Can the same patient appear in both views?

Yes. Both roles read the same FHIR resources; what differs is the redaction applied to the response. Patient identities stay stable through the resource id, while the identifying fields (name, address, contact details, date of birth) are removed in the sponsor view.

What if a sponsor wants to slice on a redacted field, like age?

Expose a derived field in a separate resource that is safe to query (for example, an Observation that records an age band rather than a date of birth) and grant search access on that resource. The original date of birth stays redacted and out of search reach.

Does it work for the SQL-on-FHIR query language?

Yes, and strictly. As soon as any search parameters are blocked for a resource type, all SQL-on-FHIR queries on that type are rejected outright. There is no partial-leakage path.

How do I handle free-text fields like clinical notes?

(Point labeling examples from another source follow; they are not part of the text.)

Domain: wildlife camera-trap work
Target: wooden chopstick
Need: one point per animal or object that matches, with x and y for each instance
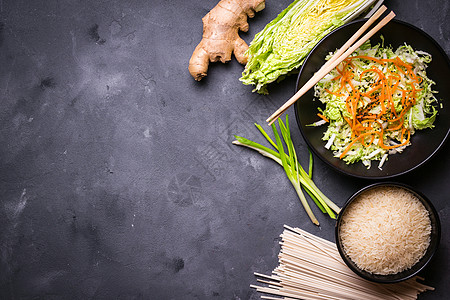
(336, 59)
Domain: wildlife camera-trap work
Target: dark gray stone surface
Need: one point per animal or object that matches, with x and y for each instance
(118, 179)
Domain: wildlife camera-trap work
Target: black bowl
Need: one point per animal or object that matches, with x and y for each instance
(420, 265)
(425, 143)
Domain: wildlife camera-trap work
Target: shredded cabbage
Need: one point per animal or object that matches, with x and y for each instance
(354, 136)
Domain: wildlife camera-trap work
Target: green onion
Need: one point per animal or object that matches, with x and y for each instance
(294, 171)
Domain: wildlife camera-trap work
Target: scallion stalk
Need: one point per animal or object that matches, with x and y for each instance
(294, 171)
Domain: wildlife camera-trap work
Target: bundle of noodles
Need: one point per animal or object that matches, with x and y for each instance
(311, 268)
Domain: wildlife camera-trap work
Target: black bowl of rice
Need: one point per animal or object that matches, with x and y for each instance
(387, 232)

Remove the field entirely for the redacted role. Free-text PHI is not removed by structured-field redaction, so any field where clinicians might type names or locations needs to be reviewed and stripped explicitly. Selective NLP-based redaction is not built in; if a workflow needs to keep narrative content for the redacted role, that processing belongs in a separate pipeline.

Does this work alongside bulk export?

Yes. The export client authenticates with a service account that matches a redacted rule, and the redaction applies to every resource the export returns. No separate de-identification pipeline.

Is this a replacement for HIPAA Safe Harbor or GDPR pseudonymisation?

No. Field-level redaction is an enforcement mechanism. Whether the resulting view qualifies as de-identified, pseudonymised, or anonymised under a specific regulatory standard depends on the data, the recipient, and the broader processing context. A privacy assessment is still required.